The famed Union Street co-op has been giving Windsor Terrace organizers advice on how to form their own members-only grocery despite the fact that hundreds of the up-and-coming store’s would-be worker-owners currently belong to the longtime kale haven.
“We feel that we could possibly lose members, but it is a good thing to have co-ops in neighborhoods,” said Amy Herpel, general coordinator at the Park Slope Food Co-op.
The idea for the Windsor Terrace Food Co-op took root after the beloved Key Foods on Prospect Avenue closed two summers ago, sparking rallies and petitions by locals who lamented the disappearance of the neighborhood’s only grocery store.

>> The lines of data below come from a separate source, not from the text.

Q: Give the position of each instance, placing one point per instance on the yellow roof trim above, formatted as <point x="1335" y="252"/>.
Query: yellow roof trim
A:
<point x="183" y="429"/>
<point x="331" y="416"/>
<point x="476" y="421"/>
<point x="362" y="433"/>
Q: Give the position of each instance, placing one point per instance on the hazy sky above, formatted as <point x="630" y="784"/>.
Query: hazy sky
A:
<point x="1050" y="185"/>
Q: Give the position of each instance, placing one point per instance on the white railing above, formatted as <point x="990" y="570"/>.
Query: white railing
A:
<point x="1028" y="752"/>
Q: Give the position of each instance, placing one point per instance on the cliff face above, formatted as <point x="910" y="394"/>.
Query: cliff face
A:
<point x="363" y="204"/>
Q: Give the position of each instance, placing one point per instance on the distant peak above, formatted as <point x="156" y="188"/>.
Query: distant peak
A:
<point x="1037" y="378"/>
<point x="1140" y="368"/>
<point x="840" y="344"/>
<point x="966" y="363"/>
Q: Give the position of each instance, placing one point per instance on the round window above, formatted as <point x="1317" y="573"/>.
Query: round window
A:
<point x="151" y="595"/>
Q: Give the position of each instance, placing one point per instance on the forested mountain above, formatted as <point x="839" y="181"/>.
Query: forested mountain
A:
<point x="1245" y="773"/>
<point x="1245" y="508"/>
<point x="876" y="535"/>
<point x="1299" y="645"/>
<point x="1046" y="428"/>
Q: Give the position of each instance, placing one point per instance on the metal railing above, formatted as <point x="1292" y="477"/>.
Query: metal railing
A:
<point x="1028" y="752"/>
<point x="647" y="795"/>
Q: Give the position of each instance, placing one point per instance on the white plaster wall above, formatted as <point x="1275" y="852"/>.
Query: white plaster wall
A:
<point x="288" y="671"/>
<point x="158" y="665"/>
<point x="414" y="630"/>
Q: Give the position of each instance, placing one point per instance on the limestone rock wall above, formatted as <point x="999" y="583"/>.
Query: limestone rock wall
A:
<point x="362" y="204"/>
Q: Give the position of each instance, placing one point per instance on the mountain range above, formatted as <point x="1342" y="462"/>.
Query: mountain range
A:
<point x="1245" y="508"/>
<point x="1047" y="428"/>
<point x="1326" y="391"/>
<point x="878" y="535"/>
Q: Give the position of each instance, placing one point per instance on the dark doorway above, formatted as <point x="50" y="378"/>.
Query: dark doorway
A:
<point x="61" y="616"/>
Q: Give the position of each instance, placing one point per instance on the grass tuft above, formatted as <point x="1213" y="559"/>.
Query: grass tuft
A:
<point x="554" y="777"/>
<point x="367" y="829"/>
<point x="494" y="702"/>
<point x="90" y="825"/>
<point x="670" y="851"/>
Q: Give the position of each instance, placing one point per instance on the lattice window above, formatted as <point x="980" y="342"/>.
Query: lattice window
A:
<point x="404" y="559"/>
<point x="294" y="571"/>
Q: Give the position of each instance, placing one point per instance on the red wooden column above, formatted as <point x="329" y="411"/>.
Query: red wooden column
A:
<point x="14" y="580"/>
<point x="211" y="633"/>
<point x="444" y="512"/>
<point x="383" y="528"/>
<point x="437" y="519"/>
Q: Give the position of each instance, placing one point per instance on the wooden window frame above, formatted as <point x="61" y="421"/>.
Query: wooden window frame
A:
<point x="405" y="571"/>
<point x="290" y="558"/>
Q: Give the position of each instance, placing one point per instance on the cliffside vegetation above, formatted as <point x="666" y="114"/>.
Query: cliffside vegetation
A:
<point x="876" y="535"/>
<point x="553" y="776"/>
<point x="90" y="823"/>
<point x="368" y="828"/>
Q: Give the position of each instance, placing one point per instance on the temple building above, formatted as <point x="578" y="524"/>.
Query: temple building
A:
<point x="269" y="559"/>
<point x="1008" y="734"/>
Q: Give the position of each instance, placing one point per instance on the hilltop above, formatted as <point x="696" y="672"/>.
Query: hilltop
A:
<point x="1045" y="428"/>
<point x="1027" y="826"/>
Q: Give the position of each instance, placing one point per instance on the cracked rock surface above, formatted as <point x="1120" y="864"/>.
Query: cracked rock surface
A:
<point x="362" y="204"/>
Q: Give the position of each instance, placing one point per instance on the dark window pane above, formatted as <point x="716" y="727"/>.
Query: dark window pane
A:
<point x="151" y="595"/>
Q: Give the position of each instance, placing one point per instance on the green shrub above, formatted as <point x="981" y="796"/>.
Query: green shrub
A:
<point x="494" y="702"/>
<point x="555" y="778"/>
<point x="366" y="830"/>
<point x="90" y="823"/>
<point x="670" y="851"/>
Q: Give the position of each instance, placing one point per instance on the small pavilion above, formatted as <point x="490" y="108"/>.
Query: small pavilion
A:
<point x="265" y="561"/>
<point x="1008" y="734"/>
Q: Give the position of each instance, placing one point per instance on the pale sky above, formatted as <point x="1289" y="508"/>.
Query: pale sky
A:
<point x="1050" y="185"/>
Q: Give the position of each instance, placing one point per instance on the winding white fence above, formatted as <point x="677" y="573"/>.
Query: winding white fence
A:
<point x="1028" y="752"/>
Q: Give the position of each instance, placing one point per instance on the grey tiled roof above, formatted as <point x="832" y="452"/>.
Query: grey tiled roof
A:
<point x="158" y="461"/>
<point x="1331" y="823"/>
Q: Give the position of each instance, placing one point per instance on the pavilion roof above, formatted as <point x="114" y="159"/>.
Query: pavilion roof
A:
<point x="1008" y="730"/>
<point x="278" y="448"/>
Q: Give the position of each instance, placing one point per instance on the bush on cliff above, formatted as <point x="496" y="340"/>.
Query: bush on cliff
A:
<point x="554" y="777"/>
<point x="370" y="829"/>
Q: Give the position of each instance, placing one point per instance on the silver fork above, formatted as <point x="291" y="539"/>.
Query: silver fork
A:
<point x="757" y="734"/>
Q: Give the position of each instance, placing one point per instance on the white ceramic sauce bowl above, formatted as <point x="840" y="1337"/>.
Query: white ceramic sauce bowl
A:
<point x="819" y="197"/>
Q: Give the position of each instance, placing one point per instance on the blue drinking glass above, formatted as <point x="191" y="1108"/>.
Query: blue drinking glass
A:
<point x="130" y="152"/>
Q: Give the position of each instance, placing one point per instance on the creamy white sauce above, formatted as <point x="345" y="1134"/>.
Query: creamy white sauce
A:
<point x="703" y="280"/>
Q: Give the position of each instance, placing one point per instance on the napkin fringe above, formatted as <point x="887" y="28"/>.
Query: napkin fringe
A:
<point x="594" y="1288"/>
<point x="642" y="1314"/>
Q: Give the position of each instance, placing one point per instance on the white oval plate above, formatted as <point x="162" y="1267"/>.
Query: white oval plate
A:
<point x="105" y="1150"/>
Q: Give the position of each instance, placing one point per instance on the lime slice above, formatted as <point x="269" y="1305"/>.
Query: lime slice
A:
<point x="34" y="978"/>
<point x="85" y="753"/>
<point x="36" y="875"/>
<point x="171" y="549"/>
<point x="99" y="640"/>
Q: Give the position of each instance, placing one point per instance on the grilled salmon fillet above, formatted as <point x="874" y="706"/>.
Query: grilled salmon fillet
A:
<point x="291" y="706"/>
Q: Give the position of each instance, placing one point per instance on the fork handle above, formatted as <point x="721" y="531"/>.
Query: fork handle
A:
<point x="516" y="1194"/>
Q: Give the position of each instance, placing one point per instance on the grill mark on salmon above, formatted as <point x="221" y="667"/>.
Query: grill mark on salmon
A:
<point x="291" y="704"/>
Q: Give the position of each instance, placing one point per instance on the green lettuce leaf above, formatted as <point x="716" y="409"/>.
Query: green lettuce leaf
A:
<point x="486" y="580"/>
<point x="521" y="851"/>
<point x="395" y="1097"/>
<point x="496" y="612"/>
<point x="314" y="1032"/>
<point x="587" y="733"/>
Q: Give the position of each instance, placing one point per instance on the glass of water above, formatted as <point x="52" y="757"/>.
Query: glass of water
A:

Slope cooperators encouraged the venture, which has buy-in from 300 to 350 people, according to a Windsor Terrace organizer.
“Our relationship with Park Slope is the centerpiece of what could be problematic or what could be successful,” said Windsor Terrace food activist Jack O’Connell. “At one point in the very beginning I did think of this as competitive, but my thinking has evolved.”
Herpel and other Park Slope members initially advised O’Connell and his team to wrangle up community support and win firm commitments from would-be members and eventually agreed to help with drafts of Windsor Terrace’s by-laws, which would make the new venture a fully-fledged corporation with a board of directors.
Windsor Terrace also hopes to broker a deal with Park Slope that would allow members of the 41-year-old co-op, who have to work one two-hour, 45-minute shift every month, to have their time spent pitching in at the new market counted. Park Slope’s world-famous green grocer has more than 16,000 members, and at least a few of them could defect to a more intimate store, O’Connell said.
“You have people that feel the tasks they do on a monthly basis [at Park Slope] are meaningless, or not the greatest experiences in the world,” O’Connell said. “It is so crowded that they do not look at it as being a wonderful co-op experience.”
But the hunt for a two-story space has not been easy. The team was pursuing a building on Greenwood Avenue near Prospect Avenue — the former home of Blondie’s Deli — but rent was astronomical, O’Connell said. Windsor Terrace is not exactly flush with commercial space, either, he said.
“The neighborhood is changing, and the dollar signs going up,” O’Connell said.
The Windsor Terrace Food Co-op would charge between $125 and $200 to join, plus a $25 membership fee, much like its Park Slope counterpart, but the next six months will probably decide whether the project will even make it to that point. The grocery needs buy-in from about 400 comrades to open, according to O’Connell.
“It has to be a moment of do or die at some point,” he said. “If we do not get X number of members, we will have to say this just did not work.”